2 miles of ice!   that's a lot!   Have any of you ever read about those WWII planes (or WWI, can't remember) that were buried in ice?   It was amazing how much ice covered these planes in a short, known amount of time.    I'll have to dig that up.   (no pun intended)


----------



## BANDERSNATCH (Oct 11, 2011)

article about buried WWII planes.   260 feet of ice covered them in 'only' 50 years.

http://www.nytimes.com/1988/08/04/u...-found-in-greenland-in-ice-260-feet-deep.html


----------



## bigreddwon (Oct 11, 2011)

Ive heard about mammoth meat that was preserved so well it could be thawed out , cooked and eaten.

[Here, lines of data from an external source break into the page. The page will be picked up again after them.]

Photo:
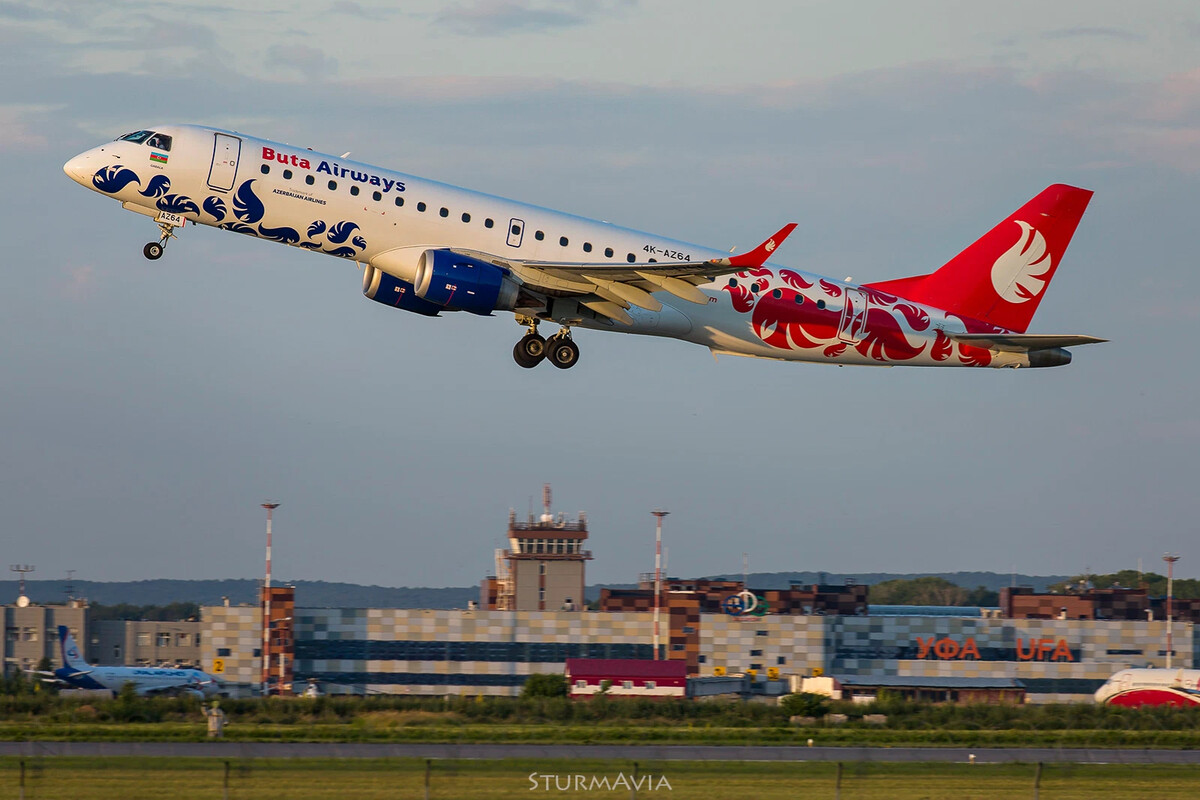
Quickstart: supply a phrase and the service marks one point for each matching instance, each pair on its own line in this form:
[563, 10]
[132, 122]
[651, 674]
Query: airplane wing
[54, 675]
[610, 289]
[186, 685]
[1023, 342]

Don't know how true it was.


----------



## Nicodemus (Oct 11, 2011)

bigreddwon said:


> Ive heard about mammoth meat that was preserved so well it could be thawed out , cooked and eaten. Don't know how true it was.





True, a good many have been found frozen intact, and it has been sampled by a few, but I doubt if it was really good to eat, so to speak. Folks tend to think mammoths are found frozen and encased in a block of ice, all clean and slicked up. In reality, most are found frozen in mud, and look purty bad. Think of a long haired hog, flash frozen in a mudhole, and you`ll be close.


----------



## bigreddwon (Oct 11, 2011)

Nicodemus said:


> True, a good many have been found frozen intact, and it has been sampled by a few, but I doubt if it was really good to eat, so to speak. Folks tend to think mammoths are found frozen and encased in a block of ice, all clean and slicked up. In reality, most are found frozen in mud, and look purty bad. Think of a long haired hog, flash frozen in a mudhole, and you`ll be close.



Is it normal that I'm hungry now?


----------



## Six million dollar ham (Oct 11, 2011)

I didn't know there's a Southern Ocean.  Good to know.


----------



## StriperAddict (Oct 12, 2011)

bigreddwon said:


> Is it normal that I'm hungry now?



Yeah, that's for sure.  I was getting hopeful until Nic's post  !


----------